3) Come capisco se devo mettere il bollo su una fattura con N2.2 e come lo verso?
Regola semplice: se nella fattura non c’è IVA e il totale documento supera 77,47 euro, il bollo è dovuto. Inserisci DatiBollo con BolloVirtuale “SI” nel file XML. L’Agenzia delle Entrate somma trimestralmente i bolli dovuti e li mostra nella tua area riservata “Fatture e Corrispettivi”. Puoi pagare con addebito su IBAN registrato o con F24, usando i codici tributo trimestrali indicati dall’Agenzia (ad esempio 2521-2524). Le scadenze ordinarie sono a fine maggio, fine settembre, fine novembre e fine febbraio dell’anno successivo. Controlla sempre eventuali proroghe o soglie di rinvio comunicate dall’Agenzia.
4) Ho sbagliato codice natura: ho messo N2.2 ma era N4. Cosa rischio e come correggo?
Se l’operazione è correttamente senza IVA, ma il codice è errato, di solito si tratta di irregolarità formale. La sanzione prevista è da 250 a 2.000 euro (articolo 6, comma 2, D.Lgs. 471/1997). Per ridurre rischi, emetti una nota di variazione (se serve) e poi una nuova fattura corretta, oppure segui le istruzioni del tuo software per l’invio di un documento sostitutivo.

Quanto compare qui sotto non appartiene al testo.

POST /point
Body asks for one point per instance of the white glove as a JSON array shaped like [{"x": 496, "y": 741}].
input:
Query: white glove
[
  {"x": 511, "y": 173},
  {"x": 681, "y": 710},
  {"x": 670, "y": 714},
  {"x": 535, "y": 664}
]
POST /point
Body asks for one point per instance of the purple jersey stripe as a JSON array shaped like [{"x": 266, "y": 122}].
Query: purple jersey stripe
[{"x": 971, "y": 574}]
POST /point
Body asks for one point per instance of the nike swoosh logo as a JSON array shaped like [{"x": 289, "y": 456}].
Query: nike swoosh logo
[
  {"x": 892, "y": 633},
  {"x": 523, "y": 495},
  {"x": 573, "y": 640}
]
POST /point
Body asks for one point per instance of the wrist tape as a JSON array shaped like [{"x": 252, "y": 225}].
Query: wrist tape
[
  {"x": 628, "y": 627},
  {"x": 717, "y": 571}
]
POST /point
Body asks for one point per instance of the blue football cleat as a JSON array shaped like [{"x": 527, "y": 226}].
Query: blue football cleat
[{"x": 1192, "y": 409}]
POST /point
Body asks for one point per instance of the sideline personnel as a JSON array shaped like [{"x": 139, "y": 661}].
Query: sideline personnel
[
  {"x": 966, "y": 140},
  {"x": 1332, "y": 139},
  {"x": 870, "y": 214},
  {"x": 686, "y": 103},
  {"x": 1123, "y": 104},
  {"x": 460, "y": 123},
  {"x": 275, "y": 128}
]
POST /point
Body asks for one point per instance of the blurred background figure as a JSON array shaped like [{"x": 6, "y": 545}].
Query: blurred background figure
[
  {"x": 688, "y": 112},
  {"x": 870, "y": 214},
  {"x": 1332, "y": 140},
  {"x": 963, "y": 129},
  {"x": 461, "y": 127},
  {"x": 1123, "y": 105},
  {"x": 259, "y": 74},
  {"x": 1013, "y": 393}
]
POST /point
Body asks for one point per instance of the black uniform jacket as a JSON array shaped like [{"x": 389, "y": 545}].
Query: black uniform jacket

Se l’errore ha fatto saltare il bollo o altri adempimenti, regolarizza con ravvedimento operoso (articolo 13, D.Lgs. 472/1997), versando imposta, sanzione ridotta e interessi. Conserva la documentazione che spiega l’errore e la correzione.
5) Quali riferimenti normativi devo citare in fattura quando uso N2.2?
Indica sempre la base legale in modo chiaro, in Causale o Note. Se sei in forfettario: “Operazione non soggetta a IVA ai sensi dell’art. 1, commi 54-89, Legge 190/2014 (regime forfettario)”. Se l’operazione è fuori campo per mancanza di presupposto: “Operazione fuori campo IVA per mancanza di presupposto ex artt. 1-5 DPR 633/1972”. Questo aiuta il cliente, semplifica eventuali controlli dell’Agenzia delle Entrate e allinea la fattura alle prassi suggerite. Le norme citate sono consultabili sul portale Normattiva e nei documenti dell’Agenzia delle Entrate e del Ministero dell’Economia e delle Finanze.